Durante el día Allan Fredriksson había localizado al hermano de Vincent Hahn en Tel Aviv y con la ayuda de sus colegas israelíes consiguió ponerse en contacto telefónico con él.

Wolfgang Hahn, que trabajaba como profesor de informática, no había estado en Suecia desde hacía siete años. Durante ese tiempo había hablado con Vincent un puñado de veces, la última hacía un año. Aseguró desconocer el número de teléfono más reciente de su hermano. A la pregunta de si había algún conocido en Uppsala que pudiera aportar alguna información, Wolfgang nombró a su ex mujer, que mantenía un cierto contacto con Vincent.

– ¿Cómo están las cosas por Svedala? He oído que pronto tendrán más árabes de los que tenemos aquí, y nosotros ya tenemos problemas de sobra con los nuestros.

– Quizá se deba a que les han quitado sus tierras -dijo Fredriksson con calma-. ¿Cómo se llamaba Tel Aviv hace cincuenta años?

Wolfgang Hahn se rió.

– Veo que ya se han infiltrado en el cuerpo de policía -dijo sin rencor en su voz.

– ¿Tendrán navidades blancas? -fue la última pregunta del sueco expatriado. Cuando Fredriksson colgó le sorprendió que Wolfgang no le hubiera preguntado por qué buscaban a su hermano.

Vivian Molin aparecía en la guía de teléfonos como asistente de laboratorio y vivía en la calle Johannesbäcksgatan. Según Wolfgang estaba de baja por enfermedad, no sabía cuál, desde hacía un tiempo. No tenían hijos en común y vivía sola. Hacía unos años había figurado un cohabitante, pero ya no aparecía. Vivian Molin no respondió al teléfono.

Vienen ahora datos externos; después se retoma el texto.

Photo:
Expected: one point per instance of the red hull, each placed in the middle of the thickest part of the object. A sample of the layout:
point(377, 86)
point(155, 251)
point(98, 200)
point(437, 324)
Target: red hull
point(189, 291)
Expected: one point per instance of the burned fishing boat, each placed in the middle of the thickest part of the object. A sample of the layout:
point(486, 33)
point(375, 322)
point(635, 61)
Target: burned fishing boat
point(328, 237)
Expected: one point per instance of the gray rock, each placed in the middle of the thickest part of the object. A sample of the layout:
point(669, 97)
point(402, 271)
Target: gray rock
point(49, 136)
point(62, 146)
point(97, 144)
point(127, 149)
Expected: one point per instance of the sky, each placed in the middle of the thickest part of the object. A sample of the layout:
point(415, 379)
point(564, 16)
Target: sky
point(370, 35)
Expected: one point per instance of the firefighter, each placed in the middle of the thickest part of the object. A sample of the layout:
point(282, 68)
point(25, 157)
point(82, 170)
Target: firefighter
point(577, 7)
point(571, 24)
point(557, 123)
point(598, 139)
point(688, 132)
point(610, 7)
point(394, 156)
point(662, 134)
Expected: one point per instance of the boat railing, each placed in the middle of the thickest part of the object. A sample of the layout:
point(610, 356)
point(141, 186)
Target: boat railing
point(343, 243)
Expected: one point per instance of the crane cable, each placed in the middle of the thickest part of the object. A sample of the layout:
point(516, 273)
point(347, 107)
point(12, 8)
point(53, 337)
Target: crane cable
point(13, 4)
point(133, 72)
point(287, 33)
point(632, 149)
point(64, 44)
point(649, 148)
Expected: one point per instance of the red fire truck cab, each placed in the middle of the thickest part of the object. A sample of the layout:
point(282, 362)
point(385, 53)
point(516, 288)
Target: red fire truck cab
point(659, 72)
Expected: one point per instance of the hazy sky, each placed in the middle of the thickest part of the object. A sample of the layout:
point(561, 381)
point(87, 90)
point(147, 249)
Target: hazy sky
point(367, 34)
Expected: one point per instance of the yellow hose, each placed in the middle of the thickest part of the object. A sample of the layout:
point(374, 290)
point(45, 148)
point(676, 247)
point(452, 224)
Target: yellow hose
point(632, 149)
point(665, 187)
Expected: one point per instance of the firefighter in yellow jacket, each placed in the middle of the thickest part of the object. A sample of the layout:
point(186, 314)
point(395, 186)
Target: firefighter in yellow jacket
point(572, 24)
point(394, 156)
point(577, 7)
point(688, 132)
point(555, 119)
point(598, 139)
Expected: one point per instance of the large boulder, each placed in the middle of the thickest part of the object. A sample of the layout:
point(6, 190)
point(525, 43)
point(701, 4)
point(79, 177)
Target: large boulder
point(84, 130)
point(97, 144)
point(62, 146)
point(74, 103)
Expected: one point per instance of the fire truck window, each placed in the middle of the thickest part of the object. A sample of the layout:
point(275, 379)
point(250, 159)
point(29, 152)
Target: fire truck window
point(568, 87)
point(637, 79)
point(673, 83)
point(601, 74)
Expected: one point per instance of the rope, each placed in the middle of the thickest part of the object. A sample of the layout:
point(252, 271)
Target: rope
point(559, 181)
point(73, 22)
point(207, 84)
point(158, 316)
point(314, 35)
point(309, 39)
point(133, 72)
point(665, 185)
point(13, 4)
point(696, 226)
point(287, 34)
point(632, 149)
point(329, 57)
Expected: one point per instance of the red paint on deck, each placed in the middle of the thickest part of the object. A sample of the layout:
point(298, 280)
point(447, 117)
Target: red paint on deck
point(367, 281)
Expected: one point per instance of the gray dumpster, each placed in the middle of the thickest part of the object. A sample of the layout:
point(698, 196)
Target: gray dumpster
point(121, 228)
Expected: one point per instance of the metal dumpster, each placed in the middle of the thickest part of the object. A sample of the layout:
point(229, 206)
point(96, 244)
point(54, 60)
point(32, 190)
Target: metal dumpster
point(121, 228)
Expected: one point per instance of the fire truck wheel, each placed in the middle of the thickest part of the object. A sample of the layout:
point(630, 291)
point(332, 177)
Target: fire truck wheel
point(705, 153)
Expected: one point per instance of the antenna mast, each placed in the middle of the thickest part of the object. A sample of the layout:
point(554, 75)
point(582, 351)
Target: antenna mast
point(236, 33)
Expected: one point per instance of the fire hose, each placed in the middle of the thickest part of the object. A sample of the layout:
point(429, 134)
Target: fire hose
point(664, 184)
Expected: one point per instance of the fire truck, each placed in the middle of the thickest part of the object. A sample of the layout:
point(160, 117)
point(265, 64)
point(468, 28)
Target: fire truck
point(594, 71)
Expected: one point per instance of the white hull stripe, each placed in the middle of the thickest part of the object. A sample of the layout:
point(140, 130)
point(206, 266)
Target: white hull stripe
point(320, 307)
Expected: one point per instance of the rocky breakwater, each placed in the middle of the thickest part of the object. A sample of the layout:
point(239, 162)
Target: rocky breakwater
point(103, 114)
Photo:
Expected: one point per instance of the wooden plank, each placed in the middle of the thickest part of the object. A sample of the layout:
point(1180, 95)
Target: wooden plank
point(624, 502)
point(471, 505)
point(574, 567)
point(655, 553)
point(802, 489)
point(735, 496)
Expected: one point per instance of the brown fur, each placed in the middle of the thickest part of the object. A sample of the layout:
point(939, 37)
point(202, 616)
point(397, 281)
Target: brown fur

Fredriksson llamó a la seguridad social. No constaba que estuviera de baja por enfermedad. Tampoco aparecía empleador alguno. El último trabajo conocido era de becada en el Centro de Biomedicina en las afueras de la ciudad. Ese trabajo finalizó en agosto.

¿Era posible que Vincent Hahn hubiera buscado a su ex cuñada? Según el hermano de Tel Aviv no tenían muy buena relación. Fredriksson suspiró. Jönsson y Palm estaban en Sävja llamando de puerta en puerta. Hasta ahora la investigación entre los vecinos de Hahn en Bergslagsresan no había dado resultado. La mayoría no pudo identificar a su vecino en la fotografía mostrada por la policía. El vecino de al lado, un bosnio de Sarajevo, esbozó una sonrisa sarcástica cuando Jönsson le preguntó si se relacionaba con Vincent Hahn.

Fredriksson apartó los papeles. En realidad no deseaba ocuparse de Hahn. Era el asesinato de Johny lo que había en su mente. Estaba seguro de que se resolvería, le embargaba una seguridad que no se apoyaba en nada concreto, sino que era una sensación basada en muchos años de experiencia y la probabilidad de que se resolviera un asesinato cometido en los círculos en los que se movía Johny. La sugerencia de la partida de cartas y la supuesta gran ganancia de John proporcionaban un motivo plausible. Habría que buscar al asesino en el círculo de jugadores ilegales. Fredriksson estaba cien por cien seguro. Se trataba de devanar la madeja.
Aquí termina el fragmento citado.